Climate change and Egypt’s agriculture

With climate change, Egypt’s already arid climate will face even higher temperatures and lower rainfall over key agricultural areas, requiring further urgent adaptation investments. Data from three general circulation models of climate were used to better understand the likely effects of climate changes on Egypt’s agricultural sector. The findings show largely adverse biophysical effects of climate change by 2050. Compared to a no-climate change scenario, yields for food crops are projected to decline by over 10 percent by 2050 due to higher temperatures and water stress as well as increased salinity of irrigation water. The highest biophysical yield declines are estimated for maize, sugar crops, and fruits and vegetables. Moreover, due to the country’s dependence on food imports, Egypt is not only affected by climate change impacts at home, but also by impacts in other food producing countries. Climate change-induced increases in food prices will reduce Egypt’s food import demand, while also dampening demand for Egypt’s exports.

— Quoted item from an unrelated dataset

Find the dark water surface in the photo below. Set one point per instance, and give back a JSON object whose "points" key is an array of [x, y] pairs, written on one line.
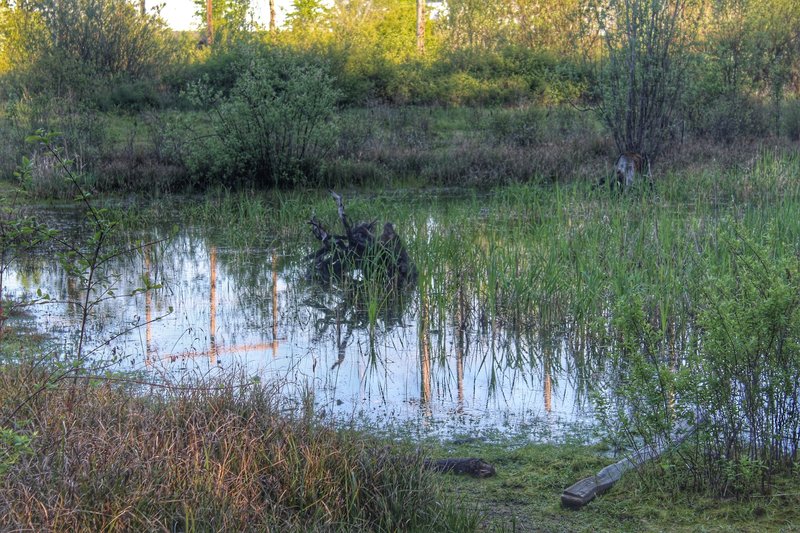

The implications for Egypt are tighter food markets with both reduced domestic production and increased difficulties to import food making it more difficult to augment domestic food supplies. This situation suggests the need for investments in climate change adaptation in the agriculture sector. Global cooperation to mitigate greenhouse gas emissions is also warranted given the high cost to Egypt’s society from adverse climate change impacts worldwide.